The Bill is concerned with leasehold reform. In such a reform, it is wrong to distinguish between the profession or the character of freeholders. If a leaseholder, by reason of leasehold tenure, qualifies for enfranchisement, he should qualify regardless of who his landlord is. I do not see the case for denying some leaseholders the right to enfranchise or, indeed, to extend their leases just because their landlord is a charity. There certainly is no precedent for such a sweeping exemption.

The fact that a charity applies its income for the benefit of others is not a reason for exemption and because charities will receive full market value for their interests there is no reason why they should not continue to do the excellent work that they do now. Indeed, part of my right hon. Friend's remarks related to compensation. The Bill is neutral on the assets of a charity. Nothing in the Bill need inhibit the excellent work which charities fund.

At issue is the derivation of a charity's income. Although a charity may apply or use its income in a charitable way, it by no means follows that the income was obtained in a similar fashion. Where a charity invests, whether in property, shares or similar, the chief underlying intention is to make financial gains.
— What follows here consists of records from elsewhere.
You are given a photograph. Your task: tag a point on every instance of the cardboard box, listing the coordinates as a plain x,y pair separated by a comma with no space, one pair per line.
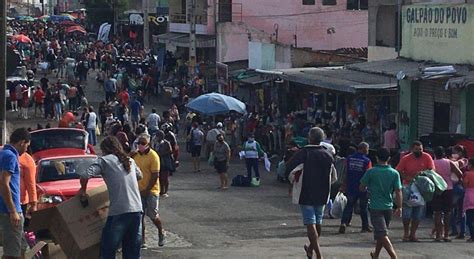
76,229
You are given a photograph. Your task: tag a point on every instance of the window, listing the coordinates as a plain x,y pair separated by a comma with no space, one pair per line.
357,4
329,2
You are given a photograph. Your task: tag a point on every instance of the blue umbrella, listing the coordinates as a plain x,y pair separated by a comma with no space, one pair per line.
214,104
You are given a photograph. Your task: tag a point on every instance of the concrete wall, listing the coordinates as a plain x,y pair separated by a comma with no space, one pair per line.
308,22
232,36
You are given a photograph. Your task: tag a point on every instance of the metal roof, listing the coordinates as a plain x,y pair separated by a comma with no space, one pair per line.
339,79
An appropriate comparison might be drawn with the position of charities owning shares. When a company is taken over, individual shareholders such as charities do not have veto rights.

For tenants, it really is of little importance whether the landlord is a charity; it is all the same to them. Their landlord, although a charity, will behave towards them simply as a commercial landlord. Indeed, one charitable landlord has confirmed that the trustees are generally bound to set premiums and rents that match the market price.
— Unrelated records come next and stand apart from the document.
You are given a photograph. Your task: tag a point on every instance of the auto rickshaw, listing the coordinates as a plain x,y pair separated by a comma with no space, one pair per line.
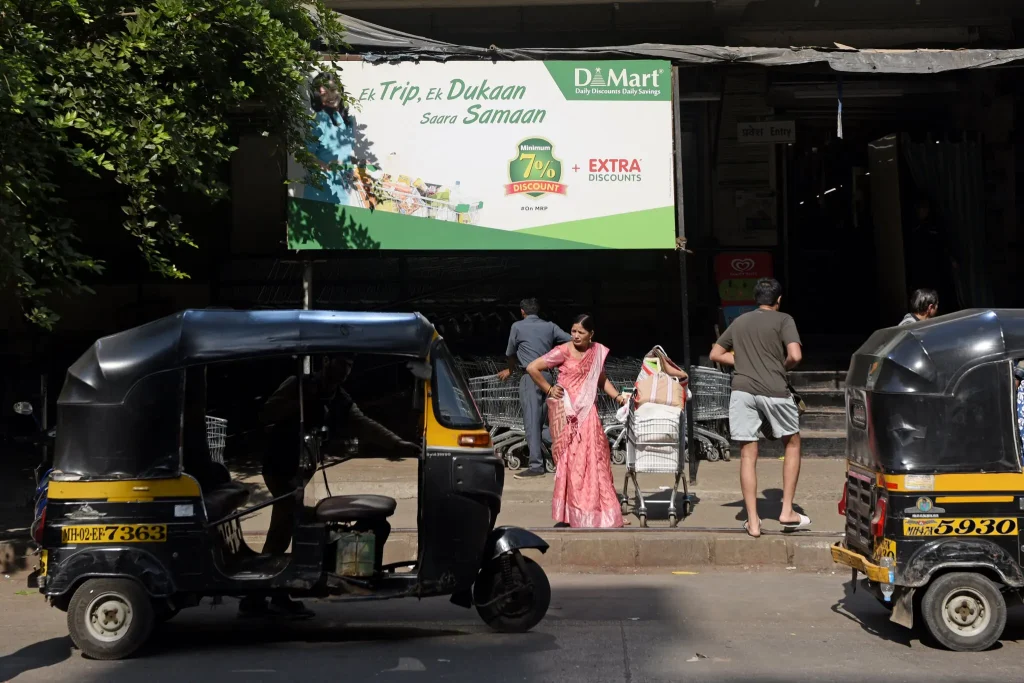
130,532
934,494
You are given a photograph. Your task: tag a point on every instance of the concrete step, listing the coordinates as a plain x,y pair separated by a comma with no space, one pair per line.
818,398
814,443
823,380
823,419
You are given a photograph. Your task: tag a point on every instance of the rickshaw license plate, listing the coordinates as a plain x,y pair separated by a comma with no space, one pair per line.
962,526
114,534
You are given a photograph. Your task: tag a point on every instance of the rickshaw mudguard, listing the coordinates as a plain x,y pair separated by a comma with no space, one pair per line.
506,539
960,553
111,563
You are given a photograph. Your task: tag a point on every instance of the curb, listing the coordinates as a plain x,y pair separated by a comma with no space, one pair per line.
594,551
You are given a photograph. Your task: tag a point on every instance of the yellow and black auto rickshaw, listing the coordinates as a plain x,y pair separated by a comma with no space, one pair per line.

A few days ago, I happened to listen to my right hon. Friend the Member for Selby answer questions on behalf of the Church Commissioners. In reply to my hon. Friend the Member for Hendon, South (Mr. Marshall), my right hon. Friend said: The commissioners' investment policy is to seek to achieve the best total return on their assets—that is, growth of both income and capital. This reflects their primary objective, which is to provide adequate financial support for the Church's serving and retired clergy."—[Official Report, 1 February 1993; Vol. 113, c. 12.1] That is the objective of most charities when they look at how they derive their income.

Where a charity has a property in which two thirds or more of the flats are let on long leases, we consider that the charity has disposed of a major interest in that property. When a property is let on a long lease at a low rent, the greatest interest, often substantially the whole interest, passes to the leaseholder and the landlord's predominant role then becomes a residual management one. We will shortly have a debate about the price that leaseholders will have to pay for the freehold which will reflect the full market value of that interest. Like others, charitable landlords will be fairly compensated for the loss of their interest.

The Government's firm belief is that it would be wrong to distinguish leaseholders whose landlord is a charity from other leaseholders. We do not believe that it is in the general interest so to do. The landlord's identity makes little or no difference to such leaseholders.

An exemption for charities along the lines proposed by the amendments is, in the Government's view, difficult to defend. The amendments would exclude unfairly many tenants from the benefits of the Bill to which they are greatly looking forward. If my hon. Friend the Member for Weston-super-Mare cannot be persuaded to withdraw the new clause, I hope that the House will oppose it.

Sir Jerry Wiggin

I beg to ask leave to withdraw the motion.

Motion and clause, by leave, withdrawn.